L’émergence de DeepSeek, un modèle chinois d’intelligence artificielle présenté comme une alternative ouverte aux systèmes fermés d’OpenAI ou de Google, est perçue comme un signe de résistance. Face au secret entourant les géants de la technologie, DeepSeek permet à la communauté d’étudier son architecture, d’explorer ses limites et de développer de nouvelles applications. L’objectif est clair : redonner aux utilisateurs une partie du pouvoir aujourd’hui concentré dans les laboratoires de la Silicon Valley.
Cependant, cette liberté n’est pas sans risques. L’une des critiques fréquemment adressées à l’open source est qu’en permettant un accès complet au code, il augmente le risque de vulnérabilités et d’utilisation malveillante. Si quelqu’un peut modifier un programme, il peut également l’exploiter à des fins néfastes. Ce dilemme entre liberté et sécurité est au cœur du débat sur l’avenir d’internet.
« L’une des critiques courantes à l’égard de l’open source est qu’il augmente le risque de vulnérabilités et d’utilisations malveillantes. »
L’essor de l’intelligence artificielle a exacerbé ce débat. Des modèles tels que ChatGPT, d’OpenAI, sont présentés comme des produits fermés, soumis à des conditions d’utilisation strictes, au nom de la prévention des risques sociaux, éthiques et de sécurité. En restreignant l’accès au code, les entreprises affirment protéger les utilisateurs contre d’éventuels abus.

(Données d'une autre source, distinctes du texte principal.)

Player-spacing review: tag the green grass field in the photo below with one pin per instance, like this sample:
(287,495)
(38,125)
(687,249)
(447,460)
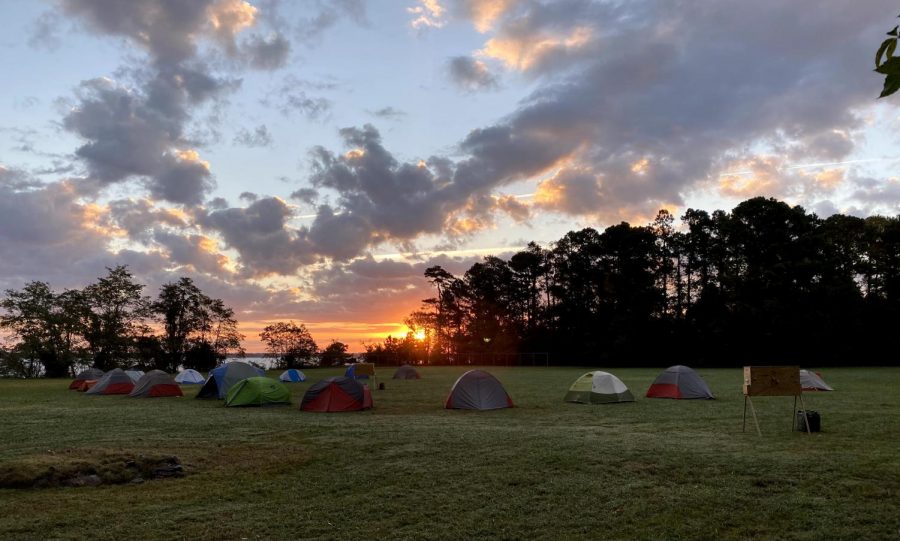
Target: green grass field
(653,469)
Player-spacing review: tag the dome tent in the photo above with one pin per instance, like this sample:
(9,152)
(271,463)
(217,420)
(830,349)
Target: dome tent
(258,391)
(90,373)
(407,372)
(155,383)
(337,395)
(812,381)
(292,375)
(116,381)
(190,377)
(223,377)
(679,382)
(477,390)
(598,388)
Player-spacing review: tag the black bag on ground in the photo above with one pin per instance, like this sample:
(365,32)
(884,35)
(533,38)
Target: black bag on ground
(815,422)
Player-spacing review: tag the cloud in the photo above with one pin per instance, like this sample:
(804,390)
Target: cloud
(471,74)
(266,53)
(389,113)
(261,236)
(259,138)
(427,14)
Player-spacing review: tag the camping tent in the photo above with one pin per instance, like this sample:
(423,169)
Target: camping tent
(478,390)
(155,383)
(292,375)
(337,394)
(223,377)
(407,372)
(90,373)
(258,391)
(811,381)
(679,382)
(360,371)
(598,388)
(116,381)
(189,377)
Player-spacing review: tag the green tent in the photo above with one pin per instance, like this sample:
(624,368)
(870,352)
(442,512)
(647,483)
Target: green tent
(258,391)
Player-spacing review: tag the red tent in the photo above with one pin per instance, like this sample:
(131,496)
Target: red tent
(337,394)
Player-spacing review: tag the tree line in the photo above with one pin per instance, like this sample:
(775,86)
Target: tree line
(111,323)
(767,283)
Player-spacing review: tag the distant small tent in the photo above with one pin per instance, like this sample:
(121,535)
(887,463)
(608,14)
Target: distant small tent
(478,390)
(116,381)
(598,388)
(811,381)
(292,375)
(406,372)
(190,377)
(154,384)
(90,373)
(258,391)
(337,395)
(360,371)
(223,377)
(679,382)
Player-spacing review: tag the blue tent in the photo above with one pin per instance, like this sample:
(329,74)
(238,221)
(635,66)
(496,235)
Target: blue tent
(292,375)
(223,377)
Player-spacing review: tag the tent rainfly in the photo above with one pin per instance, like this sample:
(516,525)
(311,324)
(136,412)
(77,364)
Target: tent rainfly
(190,377)
(292,375)
(598,388)
(811,381)
(258,391)
(337,395)
(155,383)
(679,382)
(90,373)
(477,390)
(116,381)
(223,377)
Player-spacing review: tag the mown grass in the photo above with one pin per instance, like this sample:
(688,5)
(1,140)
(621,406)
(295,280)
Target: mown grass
(653,469)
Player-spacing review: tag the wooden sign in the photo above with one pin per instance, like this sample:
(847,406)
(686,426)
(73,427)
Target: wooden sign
(772,381)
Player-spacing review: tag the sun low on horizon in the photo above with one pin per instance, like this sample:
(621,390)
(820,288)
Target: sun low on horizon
(308,161)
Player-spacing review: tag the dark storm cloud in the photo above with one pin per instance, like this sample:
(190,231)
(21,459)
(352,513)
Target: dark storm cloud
(471,74)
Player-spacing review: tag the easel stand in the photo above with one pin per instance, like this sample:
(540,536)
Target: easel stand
(748,400)
(773,381)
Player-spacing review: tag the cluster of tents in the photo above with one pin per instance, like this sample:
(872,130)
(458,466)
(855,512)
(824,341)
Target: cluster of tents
(242,384)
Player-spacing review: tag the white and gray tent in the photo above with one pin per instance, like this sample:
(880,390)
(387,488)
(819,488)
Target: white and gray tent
(679,382)
(190,377)
(598,388)
(155,383)
(811,381)
(477,390)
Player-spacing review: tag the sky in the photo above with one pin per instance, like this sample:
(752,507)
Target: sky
(307,160)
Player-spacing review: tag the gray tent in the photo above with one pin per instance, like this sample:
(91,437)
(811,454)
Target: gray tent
(155,383)
(90,373)
(478,390)
(811,381)
(407,372)
(679,382)
(116,381)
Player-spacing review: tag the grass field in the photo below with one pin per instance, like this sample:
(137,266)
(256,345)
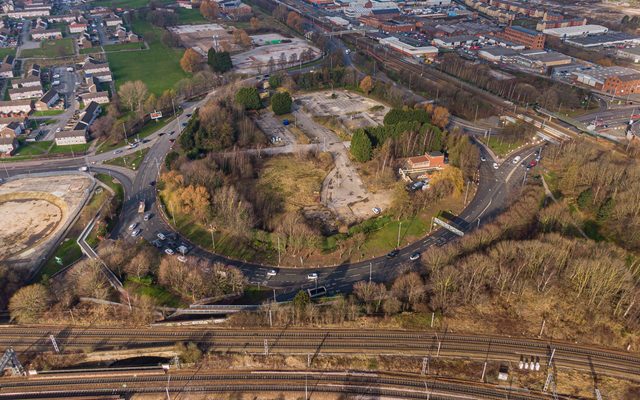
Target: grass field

Mais cette même opacité suscite la méfiance : quels critères les algorithmes utilisent-ils pour filtrer les informations ? Quels biais reproduisent-ils ? Qui garantit que les données ne sont pas utilisées à des fins commerciales ou politiques ?
L’open source, en revanche, permet à tout expert d’auditer, de détecter les erreurs et de proposer des améliorations. Cette transparence inspire confiance, mais elle ouvre également la porte à des personnes mal intentionnées qui pourraient utiliser les mêmes connaissances pour concevoir des logiciels malveillants ou des systèmes de désinformation. La question ne trouve pas de réponse simple : est-il préférable d’opter pour un écosystème fermé, sécurisé mais contrôlé par quelques-uns, ou un écosystème ouvert, libre mais avec des risques d’abus plus importants ?
Sur le plan économique, l’enjeu est également crucial. Le logiciel open source démocratise l’innovation en réduisant les barrières à l’entrée : les startups, les universités ou les communautés de développeurs peuvent travailler avec des outils performants sans dépendre de licences coûteuses. En réalité, de nombreuses innovations numériques majeures des dernières décennies sont nées dans des environnements ouverts et collaboratifs. Cependant, dans le modèle actuel, ces innovations sont souvent absorbées par les grandes entreprises, qui les privatisent et les transforment en services payants.
L’exemple même d’internet est révélateur. Conçu comme un réseau décentralisé, son évolution a conduit à une centralisation quasi totale des services : moteurs de recherche dominés par Google, réseaux sociaux contrôlés par Meta, systèmes d’exploitation aux mains d’Apple ou de Microsoft. Le résultat est un paradoxe : l’espace qui est né comme un symbole de liberté est aujourd’hui l’un des plus grands représentants de la concentration du pouvoir.
Malgré cela, la culture open source n’a pas disparu. Au contraire, elle s’est adaptée aux nouvelles circonstances. Des initiatives comme Mastodon, un réseau social décentralisé basé sur le logiciel libre, ou DeepSeek lui-même, sont des tentatives de redonner à l’utilisateur un rôle qu’il avait perdu. Bien que minoritaires, ces projets témoignent d’une volonté latente de retrouver un internet plus libre, plus participatif et moins dépendant des monopoles.